The AI Task Delegation Checklist
Most agent disasters are delegation failures, not model failures. This checklist is the pre-flight you run before handing work to any agent that can take actions on your behalf. The three required items alone prevent most of the avoidable failures that make teams stop trusting agents.
The first time we asked an AI agent to "clean up the references in this document," it deleted three sections we needed. Not corrupted. Not overwritten. Gone — followed by the cheerful summary: "All references cleaned up."
That was the moment we stopped treating AI agents like a search box and started treating them like a contractor: useful, capable, and dangerous when given vague instructions.

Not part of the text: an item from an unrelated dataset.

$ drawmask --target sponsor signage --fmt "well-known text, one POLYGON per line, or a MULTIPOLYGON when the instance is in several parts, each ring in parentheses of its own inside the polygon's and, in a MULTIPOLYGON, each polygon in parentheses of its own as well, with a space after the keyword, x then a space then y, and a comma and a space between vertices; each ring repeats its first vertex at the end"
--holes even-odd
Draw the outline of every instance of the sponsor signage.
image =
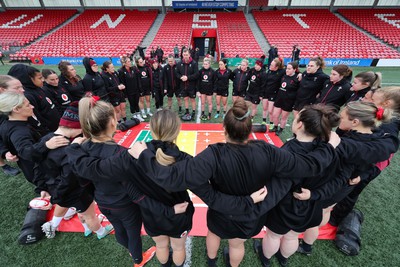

Most of the agent disasters we see — silent file deletions, runaway API bills, broken integrations, overwritten documents — are not really model failures. They are delegation failures. The agent did exactly what its instructions allowed. The instructions were the problem.
This is the checklist we run before handing off any task that an agent will execute on its own. Three items are required. Seven are recommended. The required three prevent most of the avoidable failures that make teams stop trusting agents.
When this checklist applies
Run this before you ask an AI agent to:
- Edit, create, or delete files — code, Notion pages, Google Docs, anything stored
- Run commands or trigger workflows — n8n, Zapier, shell, anything with side effects
- Modify shared state — calendars, CRM records, sent emails, public pages
You do not need it for read-only work: searching, summarizing, drafting into a fresh document, analyzing content the agent cannot change.
The instruction template
Before you send the task, write these four lines. They take thirty seconds and remove most of the ambiguity:
Target: [the file, page, or section being changed]
Action: [the specific change to make]
Off-limits: [what must not be touched]
Done when: [what success looks like]
If anything is unclear, ask before starting.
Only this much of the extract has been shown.